In the example, the first and second 'a'
's are matched, and therefore converted to empty strings, because in each case there is another 'a'
later in the string. The third 'a'
in the string is not matched because there are no 'a'
's later in the string.
Upvotes: 0
Reputation: 2122
Create a list in Python and also a set which doesn't allow any duplicates. Solution1 :
def fix(string):
s = set()
list = []
for ch in string:
if ch not in s:
s.add(ch)
list.append(ch)
return ''.join(list)
string = "Protiijaayiiii"
print(fix(string))
Method 2 :
s = "Protijayi"
aa = [ ch for i, ch in enumerate(s) if ch not in s[:i]]
print(''.join(aa))
Method 3 :
dd = ''.join(dict.fromkeys(a))
print(dd)
Upvotes: 6
Reputation: 5182
Functional programming style while keeping order:
import functools
def get_unique_char(a, b):
if b not in a:
return a + b
else:
return a
if __name__ == '__main__':
foo = 'mppmt'
gen = functools.reduce(get_unique_char, foo)
print(''.join(list(gen)))
Upvotes: 1
Reputation: 616
d = {}
s="YOUR_DESIRED_STRING"
res=[]
for c in s:
if c not in d:
res.append(c)
d[c]=1
print ("".join(res))
variable 'c' traverses through String 's' in the for loop and is checked if c is in a set d (which initially has no element) and if c is not in d, c is appended to the character array 'res' then the index c of set d is changed to 1. after the loop is exited i.e c finishes traversing through the string to store unique elements in set d, the resultant res which has all unique characters is printed.
Upvotes: 2
Reputation: 4233
mylist=["ABA", "CAA", "ADA"]
results=[]
for item in mylist:
buffer=[]
for char in item:
if char not in buffer:
buffer.append(char)
results.append("".join(buffer))
print(results)
output
ABA
CAA
ADA
['AB', 'CA', 'AD']
Upvotes: 0
Reputation: 188
#Check code and apply in your Program: #Input= 'pppmm'
s = 'ppppmm'
s = ''.join(set(s))
print(s)
#Output: pm
Upvotes: 3
Reputation: 601441
If order does not matter, you can use
"".join(set(foo))
set()
will create a set of unique letters in the string, and "".join()

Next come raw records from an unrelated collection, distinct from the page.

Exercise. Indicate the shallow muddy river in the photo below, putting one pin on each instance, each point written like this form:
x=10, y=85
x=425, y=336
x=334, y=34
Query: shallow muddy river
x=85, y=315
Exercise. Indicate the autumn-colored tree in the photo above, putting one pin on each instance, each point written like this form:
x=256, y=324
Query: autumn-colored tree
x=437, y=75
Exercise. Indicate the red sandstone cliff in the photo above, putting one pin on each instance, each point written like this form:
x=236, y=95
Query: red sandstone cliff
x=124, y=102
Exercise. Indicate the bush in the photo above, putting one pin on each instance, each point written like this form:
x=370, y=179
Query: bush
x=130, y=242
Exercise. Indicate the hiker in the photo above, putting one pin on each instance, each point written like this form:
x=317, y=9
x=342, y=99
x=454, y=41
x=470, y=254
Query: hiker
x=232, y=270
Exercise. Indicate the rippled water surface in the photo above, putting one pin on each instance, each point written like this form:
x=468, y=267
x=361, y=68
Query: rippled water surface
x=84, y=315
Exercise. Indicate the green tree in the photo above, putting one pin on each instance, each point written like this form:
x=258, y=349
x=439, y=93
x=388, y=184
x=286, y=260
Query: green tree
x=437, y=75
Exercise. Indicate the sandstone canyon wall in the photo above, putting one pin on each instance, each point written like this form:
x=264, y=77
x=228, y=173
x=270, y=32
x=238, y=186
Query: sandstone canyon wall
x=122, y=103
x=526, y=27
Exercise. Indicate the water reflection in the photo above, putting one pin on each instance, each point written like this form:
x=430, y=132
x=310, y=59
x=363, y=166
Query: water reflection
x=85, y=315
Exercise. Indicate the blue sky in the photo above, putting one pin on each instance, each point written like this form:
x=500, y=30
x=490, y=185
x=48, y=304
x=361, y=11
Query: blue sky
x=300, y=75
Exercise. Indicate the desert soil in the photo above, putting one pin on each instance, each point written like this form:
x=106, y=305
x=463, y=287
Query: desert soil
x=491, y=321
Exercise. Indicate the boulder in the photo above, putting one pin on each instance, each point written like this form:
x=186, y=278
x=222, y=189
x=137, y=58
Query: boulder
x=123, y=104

will join the letters back to a string in arbitrary order.
If order does matter, you can use a dict
instead of a set, which since Python 3.7 preserves the insertion order of the keys. (In the CPython implementation, this is already supported in Python 3.6 as an implementation detail.)
foo = "mppmt"
result = "".join(dict.fromkeys(foo))
resulting in the string "mpt"
. In earlier versions of Python, you can use collections.OrderedDict
, which has been available starting from Python 2.7.
Upvotes: 158
Reputation: 1
from collections import OrderedDict
def remove_duplicates(value):
m=list(OrderedDict.fromkeys(value))
s=''
for i in m:
s+=i
return s
print(remove_duplicates("11223445566666ababzzz@@@123#*#*"))
Upvotes: 0
Reputation: 383
As string is a list of characters, converting it to dictionary will remove all duplicates and will retain the order.
"".join(list(dict.fromkeys(foo)))
Upvotes: 1
Reputation: 1
def remove_duplicates(value):
var=""
for i in value:
if i in value:
if i in var:
pass
else:
var=var+i
return var
print(remove_duplicates("11223445566666ababzzz@@@123#*#*"))
Upvotes: 0
Reputation: 618
def dupe(str1):
s=set(str1)
return "".join(s)
str1='geeksforgeeks'
a=dupe(str1)
print(a)
works well if order is not important.
Upvotes: 2
Reputation: 49
As was mentioned "".join(set(foo)) and collections.OrderedDict will do. A added foo = foo.lower() in case the string has upper and lower case characters and you need to remove ALL duplicates no matter if they're upper or lower characters.
from collections import OrderedDict
foo = "EugeneEhGhsnaWW"
foo = foo.lower()
print "".join(OrderedDict.fromkeys(foo))
prints eugnhsaw
Upvotes: 3
Reputation: 352999
If order does matter, how about:
>>> foo = 'mppmt'
>>> ''.join(sorted(set(foo), key=foo.index))
'mpt'
Upvotes: 47
Reputation: 386
If order is important,
seen = set()
result = []
for c in foo:
if c not in seen:
result.append(c)
seen.add(c)
result = ''.join(result)
Or to do it without sets:
result = []
for c in foo:
if c not in result:
result.append(c)
result = ''.join(result)
Upvotes: 2
Reputation: 161614
If order is not the matter:
>>> foo='mppmt'
>>> ''.join(set(foo))
'pmt'
To keep the order:
>>> foo='mppmt'
>>> ''.join([j for i,j in enumerate(foo) if j not in foo[:i]])
'mpt'
Upvotes: 13